Es justo es señalar, que este ejército conquistador tenía poca similitud táctica con los invencibles ejércitos peninsulares. Las armas de fuego, eficazmente empleadas en la Campaña de Italia, poco se utilizaron en América.

El mosquete de la primera mitad del siglo XVI, era útil en las disciplinadas batallas europeas libradas en terreno abierto, pero no resultaban adecuados para el teatro de operaciones americano, habida cuenta de su clima y terreno. Su empleo eficaz, necesitaba de una horquilla de apoyo, pólvora de grano fino para el cebado de la cazoleta, de grano grueso para la carga impulsora y mecha encendida antes del disparo, mediante pedernal y yesca, elementos y circunstancias todas ellas, imposibles de cumplimentar ante ataques sorpresivos que eran moneda corriente en América. Puede citarse, a título de ejemplo, que los pueblos originarios de Perú y del Yucatán desplegaban acciones de guerrilla que neutralizaban totalmente el accionar de los arcabuceros y mosqueteros.
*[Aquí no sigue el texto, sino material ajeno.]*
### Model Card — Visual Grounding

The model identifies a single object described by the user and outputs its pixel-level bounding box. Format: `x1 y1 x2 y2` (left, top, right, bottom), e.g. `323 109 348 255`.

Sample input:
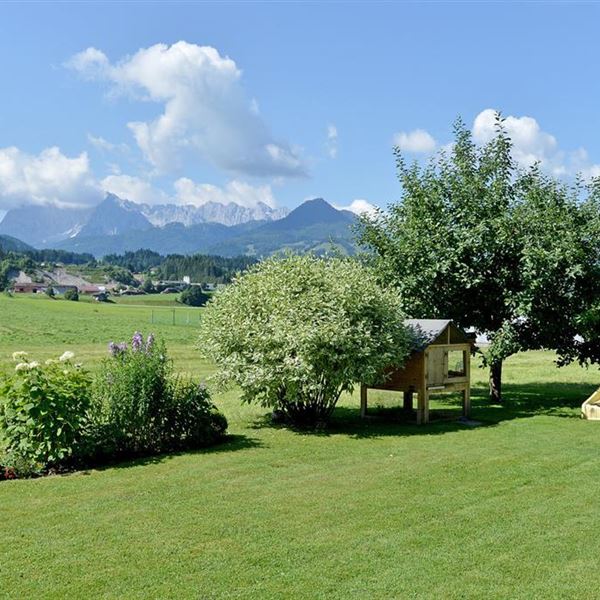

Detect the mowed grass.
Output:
0 297 600 599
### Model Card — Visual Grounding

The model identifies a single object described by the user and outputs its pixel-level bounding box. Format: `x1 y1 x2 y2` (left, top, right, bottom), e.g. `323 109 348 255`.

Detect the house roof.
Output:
404 319 452 350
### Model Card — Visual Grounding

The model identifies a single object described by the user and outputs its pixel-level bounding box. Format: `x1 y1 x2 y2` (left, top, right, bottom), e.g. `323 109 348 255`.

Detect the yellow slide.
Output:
581 388 600 421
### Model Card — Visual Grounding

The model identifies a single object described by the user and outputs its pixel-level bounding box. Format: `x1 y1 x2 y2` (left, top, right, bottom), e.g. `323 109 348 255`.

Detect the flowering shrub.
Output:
94 332 227 457
200 255 411 426
0 352 90 477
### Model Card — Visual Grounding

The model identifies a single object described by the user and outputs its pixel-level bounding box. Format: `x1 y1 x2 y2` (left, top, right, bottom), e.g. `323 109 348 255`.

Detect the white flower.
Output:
58 350 75 362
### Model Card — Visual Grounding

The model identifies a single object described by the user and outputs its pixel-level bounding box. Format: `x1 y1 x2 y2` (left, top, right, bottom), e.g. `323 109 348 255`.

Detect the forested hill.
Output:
102 249 256 283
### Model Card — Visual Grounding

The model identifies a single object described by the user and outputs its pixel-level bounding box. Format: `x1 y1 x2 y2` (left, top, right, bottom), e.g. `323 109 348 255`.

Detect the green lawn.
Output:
0 297 600 599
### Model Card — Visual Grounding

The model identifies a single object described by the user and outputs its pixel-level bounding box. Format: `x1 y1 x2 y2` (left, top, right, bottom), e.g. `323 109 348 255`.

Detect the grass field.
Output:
0 297 600 599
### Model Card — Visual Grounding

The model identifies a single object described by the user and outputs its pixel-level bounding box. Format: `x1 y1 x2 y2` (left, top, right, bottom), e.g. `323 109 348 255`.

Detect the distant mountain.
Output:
73 194 152 238
0 206 93 248
263 198 356 232
140 202 288 227
0 235 35 252
0 194 288 248
56 198 356 257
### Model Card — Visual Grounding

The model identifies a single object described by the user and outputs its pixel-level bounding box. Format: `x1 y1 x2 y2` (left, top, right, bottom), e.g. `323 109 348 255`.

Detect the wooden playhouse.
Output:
360 319 473 424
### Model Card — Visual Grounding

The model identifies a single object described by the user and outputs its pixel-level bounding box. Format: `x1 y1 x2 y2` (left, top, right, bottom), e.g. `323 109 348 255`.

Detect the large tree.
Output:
359 115 600 402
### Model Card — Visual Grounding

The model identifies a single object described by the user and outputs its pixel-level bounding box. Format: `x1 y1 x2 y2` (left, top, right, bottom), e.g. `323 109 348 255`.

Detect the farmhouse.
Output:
79 285 103 296
13 283 48 294
360 319 473 424
52 283 77 294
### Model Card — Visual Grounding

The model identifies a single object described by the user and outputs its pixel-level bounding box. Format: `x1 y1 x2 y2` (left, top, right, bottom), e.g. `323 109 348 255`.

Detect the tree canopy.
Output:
359 115 600 401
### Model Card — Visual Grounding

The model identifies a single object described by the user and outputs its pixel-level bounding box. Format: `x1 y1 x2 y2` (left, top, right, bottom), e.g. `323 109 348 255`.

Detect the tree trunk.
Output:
490 360 502 404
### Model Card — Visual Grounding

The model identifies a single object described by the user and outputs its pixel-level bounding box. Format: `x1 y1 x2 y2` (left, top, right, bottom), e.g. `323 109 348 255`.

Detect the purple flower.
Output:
108 342 127 357
146 333 154 352
131 331 144 352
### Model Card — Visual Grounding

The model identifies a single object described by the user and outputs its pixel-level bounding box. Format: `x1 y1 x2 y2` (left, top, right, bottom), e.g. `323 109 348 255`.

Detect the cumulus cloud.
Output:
326 124 338 158
394 129 437 154
66 41 307 177
101 175 277 208
100 174 170 204
334 198 377 215
0 146 101 209
87 133 129 153
473 108 600 178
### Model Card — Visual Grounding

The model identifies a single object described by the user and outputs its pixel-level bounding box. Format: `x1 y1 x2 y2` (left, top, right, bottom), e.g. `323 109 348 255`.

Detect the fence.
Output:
150 308 201 325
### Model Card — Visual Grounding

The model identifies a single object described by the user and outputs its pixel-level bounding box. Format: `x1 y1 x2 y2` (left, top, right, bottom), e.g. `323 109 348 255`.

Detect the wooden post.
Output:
463 383 471 417
417 350 429 425
360 383 367 419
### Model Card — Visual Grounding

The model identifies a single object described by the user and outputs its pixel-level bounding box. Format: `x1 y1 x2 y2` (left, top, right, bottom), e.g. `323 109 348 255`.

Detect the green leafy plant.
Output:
200 255 411 426
359 115 600 402
0 352 90 471
64 288 79 302
94 332 227 458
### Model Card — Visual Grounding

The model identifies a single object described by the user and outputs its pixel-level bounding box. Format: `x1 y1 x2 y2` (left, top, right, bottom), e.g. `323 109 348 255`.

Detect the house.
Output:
52 283 77 294
79 285 103 295
13 283 48 294
360 319 473 424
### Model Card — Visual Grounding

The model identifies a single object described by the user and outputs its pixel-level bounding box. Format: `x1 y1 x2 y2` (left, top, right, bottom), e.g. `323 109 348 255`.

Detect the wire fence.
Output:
150 308 201 326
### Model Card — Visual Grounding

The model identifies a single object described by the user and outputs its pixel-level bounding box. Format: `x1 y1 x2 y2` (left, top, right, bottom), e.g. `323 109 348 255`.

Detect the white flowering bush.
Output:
200 255 410 425
0 352 90 474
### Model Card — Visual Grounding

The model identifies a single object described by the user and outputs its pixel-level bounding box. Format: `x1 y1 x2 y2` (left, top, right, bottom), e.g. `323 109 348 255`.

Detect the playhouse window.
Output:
448 350 467 377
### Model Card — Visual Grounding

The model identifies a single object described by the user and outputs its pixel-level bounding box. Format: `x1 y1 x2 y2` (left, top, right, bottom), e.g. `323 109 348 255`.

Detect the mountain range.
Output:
0 194 356 257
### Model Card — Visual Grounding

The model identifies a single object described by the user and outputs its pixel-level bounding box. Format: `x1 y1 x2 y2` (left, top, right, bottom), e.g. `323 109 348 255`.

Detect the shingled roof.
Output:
404 319 452 350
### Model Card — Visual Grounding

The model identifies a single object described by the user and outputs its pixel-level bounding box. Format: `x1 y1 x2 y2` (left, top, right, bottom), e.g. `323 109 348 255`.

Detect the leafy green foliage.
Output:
0 352 90 472
156 254 256 283
64 288 79 302
200 255 410 425
102 250 256 283
179 285 210 306
102 248 163 273
94 332 227 458
359 116 600 400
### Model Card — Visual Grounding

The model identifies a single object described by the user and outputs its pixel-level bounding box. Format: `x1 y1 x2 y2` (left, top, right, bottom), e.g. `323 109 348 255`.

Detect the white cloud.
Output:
334 198 377 215
101 174 170 204
473 108 600 178
0 146 101 209
66 41 306 177
87 133 129 153
327 124 338 158
394 129 437 154
101 175 277 208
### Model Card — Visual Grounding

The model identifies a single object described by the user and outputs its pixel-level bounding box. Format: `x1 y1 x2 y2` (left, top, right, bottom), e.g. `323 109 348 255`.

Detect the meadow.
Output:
0 296 600 599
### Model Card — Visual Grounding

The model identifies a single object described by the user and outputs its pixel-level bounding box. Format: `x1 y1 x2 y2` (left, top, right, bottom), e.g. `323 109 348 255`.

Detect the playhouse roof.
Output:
404 319 452 350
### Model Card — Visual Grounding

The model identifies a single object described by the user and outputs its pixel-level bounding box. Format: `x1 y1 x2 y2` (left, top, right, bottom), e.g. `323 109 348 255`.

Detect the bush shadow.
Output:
252 382 597 438
80 434 265 474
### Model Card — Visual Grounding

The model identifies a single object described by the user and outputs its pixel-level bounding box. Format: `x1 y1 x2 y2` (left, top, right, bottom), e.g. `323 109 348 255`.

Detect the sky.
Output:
0 2 600 217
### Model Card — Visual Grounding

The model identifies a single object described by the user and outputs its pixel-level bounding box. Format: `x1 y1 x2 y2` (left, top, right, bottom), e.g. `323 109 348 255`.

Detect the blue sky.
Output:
0 2 600 216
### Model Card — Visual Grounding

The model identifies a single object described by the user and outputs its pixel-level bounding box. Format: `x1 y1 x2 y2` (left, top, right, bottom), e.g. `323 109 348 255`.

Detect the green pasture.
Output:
0 296 600 600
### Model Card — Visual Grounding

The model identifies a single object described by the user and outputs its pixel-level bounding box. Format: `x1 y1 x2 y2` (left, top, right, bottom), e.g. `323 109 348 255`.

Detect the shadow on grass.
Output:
252 382 596 438
82 434 264 474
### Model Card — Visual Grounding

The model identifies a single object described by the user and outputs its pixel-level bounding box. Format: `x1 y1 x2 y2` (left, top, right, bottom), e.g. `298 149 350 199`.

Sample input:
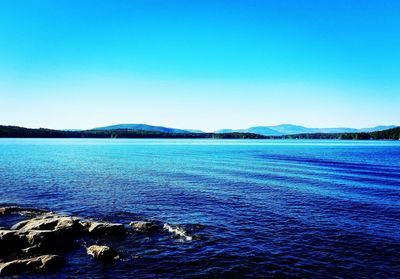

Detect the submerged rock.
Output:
80 220 126 235
12 214 83 236
164 224 193 241
0 206 46 216
129 221 160 232
0 230 29 255
86 245 119 262
0 255 64 275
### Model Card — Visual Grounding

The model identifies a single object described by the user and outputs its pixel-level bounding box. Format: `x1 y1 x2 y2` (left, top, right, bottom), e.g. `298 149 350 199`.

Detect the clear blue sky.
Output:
0 0 400 131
La ballesta, otra arma que en Europa había rendido grandes resultados, tampoco los dio en el continente americano. El potente dardo, era capaz de hacer estragos en indígenas que no vestían las armaduras metálicas o las defensas de cuerpo europeas, pero el proceso de carga, basado en el empleo de complejas poleas y cremalleras, hacía que los ballesteros quedasen alejados por largos períodos del eje del combate y los indígenas eran miles.
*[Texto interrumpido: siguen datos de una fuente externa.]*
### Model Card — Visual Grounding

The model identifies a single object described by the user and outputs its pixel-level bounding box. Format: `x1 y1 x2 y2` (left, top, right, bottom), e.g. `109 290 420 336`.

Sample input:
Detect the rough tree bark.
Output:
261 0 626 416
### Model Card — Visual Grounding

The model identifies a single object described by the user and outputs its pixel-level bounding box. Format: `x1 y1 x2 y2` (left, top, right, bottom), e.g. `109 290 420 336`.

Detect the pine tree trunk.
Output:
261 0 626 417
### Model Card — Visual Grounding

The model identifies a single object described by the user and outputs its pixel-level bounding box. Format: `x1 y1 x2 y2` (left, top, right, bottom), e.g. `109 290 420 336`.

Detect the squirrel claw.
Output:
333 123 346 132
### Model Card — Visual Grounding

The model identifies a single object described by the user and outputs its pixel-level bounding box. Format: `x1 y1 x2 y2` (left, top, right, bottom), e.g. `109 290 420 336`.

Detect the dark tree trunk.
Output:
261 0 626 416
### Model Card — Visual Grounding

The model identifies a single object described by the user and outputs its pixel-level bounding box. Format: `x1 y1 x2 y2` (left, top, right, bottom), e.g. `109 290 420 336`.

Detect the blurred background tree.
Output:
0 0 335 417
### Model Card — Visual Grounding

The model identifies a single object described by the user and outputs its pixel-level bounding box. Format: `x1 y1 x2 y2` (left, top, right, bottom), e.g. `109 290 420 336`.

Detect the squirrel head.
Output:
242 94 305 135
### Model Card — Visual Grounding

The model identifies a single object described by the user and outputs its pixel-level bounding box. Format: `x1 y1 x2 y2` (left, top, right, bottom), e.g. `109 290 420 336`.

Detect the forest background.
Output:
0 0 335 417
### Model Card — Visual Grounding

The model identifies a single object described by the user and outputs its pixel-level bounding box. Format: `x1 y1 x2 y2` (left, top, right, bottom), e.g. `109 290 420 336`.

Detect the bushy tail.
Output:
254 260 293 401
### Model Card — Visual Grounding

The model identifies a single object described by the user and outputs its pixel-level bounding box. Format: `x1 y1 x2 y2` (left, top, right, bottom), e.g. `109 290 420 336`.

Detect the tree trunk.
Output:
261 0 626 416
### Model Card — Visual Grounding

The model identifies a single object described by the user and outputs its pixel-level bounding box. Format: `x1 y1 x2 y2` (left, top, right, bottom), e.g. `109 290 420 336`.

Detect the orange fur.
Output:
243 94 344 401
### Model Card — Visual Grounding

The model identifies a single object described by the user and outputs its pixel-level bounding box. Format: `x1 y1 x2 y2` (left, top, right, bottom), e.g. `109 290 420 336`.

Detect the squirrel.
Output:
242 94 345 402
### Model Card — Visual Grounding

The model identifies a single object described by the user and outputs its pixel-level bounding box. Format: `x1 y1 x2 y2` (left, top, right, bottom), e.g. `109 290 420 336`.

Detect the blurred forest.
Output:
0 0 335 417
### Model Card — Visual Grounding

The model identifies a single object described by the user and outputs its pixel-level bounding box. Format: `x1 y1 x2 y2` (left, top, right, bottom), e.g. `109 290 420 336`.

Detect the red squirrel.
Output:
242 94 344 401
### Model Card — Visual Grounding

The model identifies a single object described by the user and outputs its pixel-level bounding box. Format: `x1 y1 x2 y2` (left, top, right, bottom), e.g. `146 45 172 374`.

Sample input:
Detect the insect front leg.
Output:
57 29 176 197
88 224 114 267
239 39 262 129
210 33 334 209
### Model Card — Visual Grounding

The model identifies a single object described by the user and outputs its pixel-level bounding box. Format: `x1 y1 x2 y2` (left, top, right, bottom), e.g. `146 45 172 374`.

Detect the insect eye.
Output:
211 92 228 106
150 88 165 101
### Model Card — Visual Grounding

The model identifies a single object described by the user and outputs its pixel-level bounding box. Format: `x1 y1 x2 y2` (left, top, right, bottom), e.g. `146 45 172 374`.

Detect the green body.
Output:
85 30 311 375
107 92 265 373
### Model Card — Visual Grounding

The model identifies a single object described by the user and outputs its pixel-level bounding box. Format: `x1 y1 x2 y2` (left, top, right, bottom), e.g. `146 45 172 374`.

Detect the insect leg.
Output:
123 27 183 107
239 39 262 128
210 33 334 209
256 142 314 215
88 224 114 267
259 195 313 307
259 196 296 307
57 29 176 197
Los relatos de la época señalan reiteradamente, que los arcabuces y ballestas tras pocas semanas de campaña, quedaban inutilizados por el óxido o la podredumbre de las cuerdas y al cabo de algunos meses eran totalmente inservibles. Estas circunstancias tuvieron gran efecto sobre la integración de los ejércitos conquistadores, así en el ya citado sito de Tenochtitlán, que presentaba condiciones ideales para el uso de este tipo de armas, los ochocientos cincuenta infantes de Cortés incluían entre ciento veinte y ciento sesenta ballesteros y arcabuceros; mientras que, cuando Alvarado atacó Quito con quinientos hombres, cien de ellos eran ballesteros y ninguno arcabucero.

Otro gran inconveniente, para la utilización de las citadas armas, era el abastecimiento de proyectiles. En el sitio de Tenochtitlán, Cortés dispuso entregar a los indios “amigos” de Texcoco, modelos de astiles y puntas de saeta, para que se realizaran ocho mil copias de cada muestra. En ocho días le fueron entregados cincuenta mil astiles y otras tantas puntas de cobre para los mismos, estas últimas consideradas de calidad superior la muestra, quedó a cargo de los ballesteros españoles el pulirlas, aceitarlas y emplumarlas.

En el caso de las armas de fuego, la situación era mucho más grave, durante las mismas acciones, Cortés sólo dispuso de quinientos diez kilos de pólvora para proveer a todos sus arcabuceros, a los tres cañones pesados de hierro y a las quince piezas menores de bronce de que disponía.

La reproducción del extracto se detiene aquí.